What was most striking was not just the control, but the sense of unity – of wholeness. It felt less like separate parts being managed and more like a single, living organism moving together. Each part had its role. There was no uniformity—each rider, each dog, each sheep was distinct—but there was a deep, responsive coherence.
That image gets us closer to what Jesus is describing about life with the Divine.
In the life of faith, we are not called to lose ourselves, nor to dissolve into sameness. Rather, we are invited to recognize that we are part of a greater whole—a living, dynamic unity in which each of us has a place. We remain individuals, but we are also interconnected, responsive to one another, and attuned—if we are listening—to the voice of the shepherd.
And that, Jesus suggests, is where abundant life begins: not in competition, but in connection. Not in isolation, but in belonging.
The writer Annie Dillard offers a vivid way of imagining this wholeness. Reflecting on the natural world, she marvels at its sheer creativity and diversity—its wild, overflowing energy. The world, she suggests, is not a tidy machine where everything fits neatly into place. It is more like a rushing creek, full of movement and surprise, alive with what she calls a “free, fringed tangle.”

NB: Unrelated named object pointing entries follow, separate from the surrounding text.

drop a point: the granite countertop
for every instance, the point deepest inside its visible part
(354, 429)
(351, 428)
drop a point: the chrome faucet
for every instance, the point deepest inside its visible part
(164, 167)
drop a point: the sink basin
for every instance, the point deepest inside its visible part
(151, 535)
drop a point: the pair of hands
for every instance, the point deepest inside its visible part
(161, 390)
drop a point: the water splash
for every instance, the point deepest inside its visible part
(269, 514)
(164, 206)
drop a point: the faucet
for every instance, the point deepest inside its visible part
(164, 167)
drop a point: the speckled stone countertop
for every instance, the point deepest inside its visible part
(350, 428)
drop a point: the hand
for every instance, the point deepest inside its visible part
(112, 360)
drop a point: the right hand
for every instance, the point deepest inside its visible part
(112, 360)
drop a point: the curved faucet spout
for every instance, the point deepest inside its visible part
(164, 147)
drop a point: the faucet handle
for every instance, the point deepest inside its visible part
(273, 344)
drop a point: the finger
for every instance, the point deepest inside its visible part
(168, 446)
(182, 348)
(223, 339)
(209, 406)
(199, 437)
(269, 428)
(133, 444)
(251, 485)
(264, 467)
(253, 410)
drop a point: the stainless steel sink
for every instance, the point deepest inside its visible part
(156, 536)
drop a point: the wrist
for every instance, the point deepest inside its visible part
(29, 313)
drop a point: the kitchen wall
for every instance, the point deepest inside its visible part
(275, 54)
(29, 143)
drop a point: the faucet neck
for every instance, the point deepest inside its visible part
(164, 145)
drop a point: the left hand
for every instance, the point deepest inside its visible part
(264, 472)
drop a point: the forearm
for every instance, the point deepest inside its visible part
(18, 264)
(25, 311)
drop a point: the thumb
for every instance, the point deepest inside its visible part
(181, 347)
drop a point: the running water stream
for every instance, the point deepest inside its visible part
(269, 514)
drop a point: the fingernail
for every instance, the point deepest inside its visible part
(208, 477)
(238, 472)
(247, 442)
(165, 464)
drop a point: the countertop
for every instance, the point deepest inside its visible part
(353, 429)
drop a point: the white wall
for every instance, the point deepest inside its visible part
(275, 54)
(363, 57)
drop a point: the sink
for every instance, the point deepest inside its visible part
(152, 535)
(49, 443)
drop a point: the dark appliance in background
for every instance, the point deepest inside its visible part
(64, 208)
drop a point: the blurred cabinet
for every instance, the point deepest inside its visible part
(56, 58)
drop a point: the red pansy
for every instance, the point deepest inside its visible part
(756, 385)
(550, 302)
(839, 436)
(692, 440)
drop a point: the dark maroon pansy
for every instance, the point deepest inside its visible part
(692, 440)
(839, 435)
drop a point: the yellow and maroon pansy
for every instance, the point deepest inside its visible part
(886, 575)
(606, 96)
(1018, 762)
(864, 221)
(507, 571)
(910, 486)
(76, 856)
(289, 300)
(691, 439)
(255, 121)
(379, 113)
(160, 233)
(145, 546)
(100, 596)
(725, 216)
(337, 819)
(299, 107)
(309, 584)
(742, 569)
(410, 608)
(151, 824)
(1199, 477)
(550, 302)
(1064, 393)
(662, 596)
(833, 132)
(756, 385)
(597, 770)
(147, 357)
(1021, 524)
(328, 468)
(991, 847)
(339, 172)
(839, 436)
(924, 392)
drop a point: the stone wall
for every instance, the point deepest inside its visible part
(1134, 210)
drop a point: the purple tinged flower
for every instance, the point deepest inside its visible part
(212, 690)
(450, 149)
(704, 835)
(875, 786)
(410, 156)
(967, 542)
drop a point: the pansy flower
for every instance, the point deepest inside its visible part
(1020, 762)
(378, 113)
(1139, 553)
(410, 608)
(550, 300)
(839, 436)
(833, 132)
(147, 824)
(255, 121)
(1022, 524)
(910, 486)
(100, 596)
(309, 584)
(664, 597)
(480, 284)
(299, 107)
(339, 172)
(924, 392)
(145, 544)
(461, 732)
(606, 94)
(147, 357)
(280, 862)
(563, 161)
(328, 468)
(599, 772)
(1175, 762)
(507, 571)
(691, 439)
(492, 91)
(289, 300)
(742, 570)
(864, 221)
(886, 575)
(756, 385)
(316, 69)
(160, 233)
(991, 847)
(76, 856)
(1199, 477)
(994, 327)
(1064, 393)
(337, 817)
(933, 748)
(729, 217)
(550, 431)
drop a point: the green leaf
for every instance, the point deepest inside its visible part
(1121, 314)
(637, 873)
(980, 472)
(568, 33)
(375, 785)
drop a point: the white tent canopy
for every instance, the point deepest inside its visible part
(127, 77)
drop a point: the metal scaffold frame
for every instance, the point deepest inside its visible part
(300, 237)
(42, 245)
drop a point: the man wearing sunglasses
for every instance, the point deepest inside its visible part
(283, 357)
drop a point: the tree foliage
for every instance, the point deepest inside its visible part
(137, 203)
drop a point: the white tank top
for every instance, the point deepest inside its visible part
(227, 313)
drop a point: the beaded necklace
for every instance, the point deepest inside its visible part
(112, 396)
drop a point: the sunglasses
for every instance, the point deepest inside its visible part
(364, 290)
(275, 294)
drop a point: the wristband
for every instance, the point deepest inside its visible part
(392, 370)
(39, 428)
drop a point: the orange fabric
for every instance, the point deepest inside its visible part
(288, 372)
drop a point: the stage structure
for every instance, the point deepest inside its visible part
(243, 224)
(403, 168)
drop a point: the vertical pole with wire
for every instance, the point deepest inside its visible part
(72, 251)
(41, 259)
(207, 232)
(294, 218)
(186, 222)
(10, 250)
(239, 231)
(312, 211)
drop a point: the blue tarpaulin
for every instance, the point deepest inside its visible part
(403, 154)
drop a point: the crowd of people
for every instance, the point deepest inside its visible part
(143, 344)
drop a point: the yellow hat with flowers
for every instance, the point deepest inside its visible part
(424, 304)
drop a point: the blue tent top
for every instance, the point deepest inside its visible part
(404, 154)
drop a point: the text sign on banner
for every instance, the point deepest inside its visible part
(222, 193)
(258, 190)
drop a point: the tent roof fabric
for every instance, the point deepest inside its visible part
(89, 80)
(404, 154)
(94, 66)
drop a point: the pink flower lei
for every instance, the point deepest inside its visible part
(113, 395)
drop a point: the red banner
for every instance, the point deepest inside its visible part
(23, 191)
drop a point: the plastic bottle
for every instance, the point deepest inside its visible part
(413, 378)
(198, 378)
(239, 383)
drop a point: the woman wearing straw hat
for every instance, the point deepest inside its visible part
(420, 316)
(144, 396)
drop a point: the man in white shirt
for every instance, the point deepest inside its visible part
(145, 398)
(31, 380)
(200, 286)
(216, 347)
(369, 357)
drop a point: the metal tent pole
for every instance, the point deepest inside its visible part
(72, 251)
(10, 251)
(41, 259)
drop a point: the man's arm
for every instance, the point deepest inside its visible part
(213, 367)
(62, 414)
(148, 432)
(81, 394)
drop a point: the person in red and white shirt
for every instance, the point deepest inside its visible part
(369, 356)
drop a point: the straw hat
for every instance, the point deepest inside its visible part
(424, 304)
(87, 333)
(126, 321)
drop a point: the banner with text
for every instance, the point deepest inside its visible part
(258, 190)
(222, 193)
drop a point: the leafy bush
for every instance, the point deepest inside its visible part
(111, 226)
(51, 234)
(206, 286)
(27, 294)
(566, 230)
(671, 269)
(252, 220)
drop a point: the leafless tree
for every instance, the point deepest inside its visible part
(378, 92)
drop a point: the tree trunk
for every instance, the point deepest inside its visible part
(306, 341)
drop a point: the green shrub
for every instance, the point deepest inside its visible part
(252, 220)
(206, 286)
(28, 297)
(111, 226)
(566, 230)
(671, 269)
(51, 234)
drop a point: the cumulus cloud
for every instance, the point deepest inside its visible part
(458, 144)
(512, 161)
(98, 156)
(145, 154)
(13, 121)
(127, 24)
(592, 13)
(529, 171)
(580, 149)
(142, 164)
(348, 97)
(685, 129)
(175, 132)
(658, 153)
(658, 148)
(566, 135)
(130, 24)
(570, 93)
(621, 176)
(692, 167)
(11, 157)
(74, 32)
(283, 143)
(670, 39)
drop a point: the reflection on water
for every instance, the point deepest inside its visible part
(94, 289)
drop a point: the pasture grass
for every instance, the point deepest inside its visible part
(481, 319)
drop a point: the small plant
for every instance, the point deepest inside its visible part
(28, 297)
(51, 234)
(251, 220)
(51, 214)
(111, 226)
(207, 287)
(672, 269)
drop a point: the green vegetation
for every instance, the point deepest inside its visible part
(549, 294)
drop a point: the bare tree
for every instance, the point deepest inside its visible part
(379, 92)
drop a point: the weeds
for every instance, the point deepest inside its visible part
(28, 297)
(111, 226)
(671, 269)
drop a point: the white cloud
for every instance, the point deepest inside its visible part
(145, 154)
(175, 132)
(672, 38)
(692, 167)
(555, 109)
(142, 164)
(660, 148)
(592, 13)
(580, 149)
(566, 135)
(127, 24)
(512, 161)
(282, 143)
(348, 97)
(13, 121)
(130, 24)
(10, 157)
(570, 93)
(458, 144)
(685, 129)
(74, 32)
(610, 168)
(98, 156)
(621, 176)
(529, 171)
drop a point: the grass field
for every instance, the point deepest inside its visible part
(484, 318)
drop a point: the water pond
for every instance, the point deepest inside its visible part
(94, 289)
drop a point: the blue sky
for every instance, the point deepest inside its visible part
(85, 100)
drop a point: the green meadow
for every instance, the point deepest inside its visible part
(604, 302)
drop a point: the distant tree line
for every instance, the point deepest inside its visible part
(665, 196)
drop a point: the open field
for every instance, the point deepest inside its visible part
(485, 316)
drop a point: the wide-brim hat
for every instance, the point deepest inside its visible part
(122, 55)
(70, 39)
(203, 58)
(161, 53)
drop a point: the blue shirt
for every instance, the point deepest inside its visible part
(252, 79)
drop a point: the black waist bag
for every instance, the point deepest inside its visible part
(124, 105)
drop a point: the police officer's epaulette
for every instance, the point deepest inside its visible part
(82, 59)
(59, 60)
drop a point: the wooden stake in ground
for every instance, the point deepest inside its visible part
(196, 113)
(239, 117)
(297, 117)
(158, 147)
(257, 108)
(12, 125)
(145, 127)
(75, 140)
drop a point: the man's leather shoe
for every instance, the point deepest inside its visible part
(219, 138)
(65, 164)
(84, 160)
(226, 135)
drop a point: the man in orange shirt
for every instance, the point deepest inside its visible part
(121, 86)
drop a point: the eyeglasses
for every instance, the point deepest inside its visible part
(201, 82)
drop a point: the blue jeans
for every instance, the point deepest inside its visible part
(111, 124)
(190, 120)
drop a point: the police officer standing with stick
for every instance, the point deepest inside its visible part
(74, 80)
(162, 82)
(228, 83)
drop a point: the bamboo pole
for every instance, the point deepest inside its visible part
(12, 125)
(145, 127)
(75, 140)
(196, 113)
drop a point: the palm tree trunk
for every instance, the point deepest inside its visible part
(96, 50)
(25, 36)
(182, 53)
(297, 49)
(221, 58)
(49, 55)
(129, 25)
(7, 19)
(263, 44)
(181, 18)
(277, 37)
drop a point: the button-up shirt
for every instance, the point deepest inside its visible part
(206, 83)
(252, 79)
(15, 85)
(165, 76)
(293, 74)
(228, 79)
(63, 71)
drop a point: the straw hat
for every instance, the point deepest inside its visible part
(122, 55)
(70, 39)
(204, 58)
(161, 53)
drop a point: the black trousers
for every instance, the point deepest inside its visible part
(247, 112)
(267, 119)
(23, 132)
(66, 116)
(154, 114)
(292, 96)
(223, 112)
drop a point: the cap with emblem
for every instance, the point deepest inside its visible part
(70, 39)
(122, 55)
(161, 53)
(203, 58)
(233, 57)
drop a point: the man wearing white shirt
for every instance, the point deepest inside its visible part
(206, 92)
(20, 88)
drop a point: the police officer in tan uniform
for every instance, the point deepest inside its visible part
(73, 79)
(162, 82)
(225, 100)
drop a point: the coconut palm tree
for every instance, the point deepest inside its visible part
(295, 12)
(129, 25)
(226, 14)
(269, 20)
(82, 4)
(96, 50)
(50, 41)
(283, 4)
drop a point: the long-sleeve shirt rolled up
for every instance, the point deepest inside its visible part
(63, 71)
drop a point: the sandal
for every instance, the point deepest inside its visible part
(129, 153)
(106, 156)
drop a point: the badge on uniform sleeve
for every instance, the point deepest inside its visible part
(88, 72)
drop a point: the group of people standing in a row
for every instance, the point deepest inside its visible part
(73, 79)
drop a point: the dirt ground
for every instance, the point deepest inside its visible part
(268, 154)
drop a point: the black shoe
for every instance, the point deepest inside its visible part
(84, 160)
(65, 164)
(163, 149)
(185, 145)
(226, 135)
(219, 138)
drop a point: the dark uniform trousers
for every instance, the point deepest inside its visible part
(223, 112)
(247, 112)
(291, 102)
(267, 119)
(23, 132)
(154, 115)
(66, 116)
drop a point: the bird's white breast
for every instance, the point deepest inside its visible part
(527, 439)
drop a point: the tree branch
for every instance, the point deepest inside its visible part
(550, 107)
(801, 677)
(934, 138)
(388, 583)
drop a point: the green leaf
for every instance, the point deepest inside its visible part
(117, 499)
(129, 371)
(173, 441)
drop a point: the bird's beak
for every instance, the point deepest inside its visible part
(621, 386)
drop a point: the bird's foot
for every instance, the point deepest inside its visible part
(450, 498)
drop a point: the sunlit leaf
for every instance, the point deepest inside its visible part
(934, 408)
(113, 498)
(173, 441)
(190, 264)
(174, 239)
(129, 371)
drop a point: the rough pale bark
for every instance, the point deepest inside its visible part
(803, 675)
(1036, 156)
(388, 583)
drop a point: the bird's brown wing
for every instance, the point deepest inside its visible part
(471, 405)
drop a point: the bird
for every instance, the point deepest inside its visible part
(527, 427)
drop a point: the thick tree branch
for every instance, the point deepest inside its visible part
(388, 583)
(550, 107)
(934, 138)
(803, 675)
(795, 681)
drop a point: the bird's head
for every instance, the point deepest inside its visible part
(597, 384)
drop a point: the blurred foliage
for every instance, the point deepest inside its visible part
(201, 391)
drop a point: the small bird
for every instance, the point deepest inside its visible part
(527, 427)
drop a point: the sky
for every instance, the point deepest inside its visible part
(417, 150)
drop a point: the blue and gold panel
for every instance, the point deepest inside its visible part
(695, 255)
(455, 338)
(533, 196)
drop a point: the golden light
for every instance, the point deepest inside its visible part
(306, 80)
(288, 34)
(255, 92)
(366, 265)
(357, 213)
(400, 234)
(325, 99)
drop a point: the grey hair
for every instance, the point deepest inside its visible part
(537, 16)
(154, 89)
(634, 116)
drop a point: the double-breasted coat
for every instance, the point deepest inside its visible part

“Freedom,” she writes, “is the world’s water and weather… and the creator loves pizzazz.”
This is the world we inhabit: not rigid, not uniform, but vibrant and expansive. And we are part of it—not as isolated units striving to outdo one another, but as participants in a shared, living whole, each with our own essential ‘pizzazz’.
But what, then, is our role within that whole?
For that, we turn to the wisdom of Teresa of Ávila, a 16th-century mystic whose words resonate deeply in the Easter season. Reflecting on the risen Christ—no longer confined to a single human body—she offers a profound insight:
Christ has no body but yours,
No hands, no feet on earth but yours,
Yours are the eyes with which he looks
Compassion on this world,
Yours are the feet with which he walks to do good,
Yours are the hands, with which he blesses all the world.
Yours are the hands, yours are the feet,
Yours are the eyes, you are his body.
This is not the message the world typically sends us home with. The world wants you to take home a message of striving, competing, and winning—that abundance comes from outperforming others and securing our own place at the top. But the vision Jesus offers is different. It is a vision of belonging rather than rivalry, of wholeness rather than fragmentation. We are part of something larger than ourselves, something vibrant and interconnected, and within that whole, each of us has a role to play.
When we begin to embrace that framework—when we recognize that we belong to this greater whole and live accordingly—something shifts. Life is no longer defined by competition or scarcity, but by relationship and meaning. We find ourselves drawn into a way of living that is richer, fuller, and more deeply grounded in love.
And that is what it means to have life, and to have it abundantly. Amen.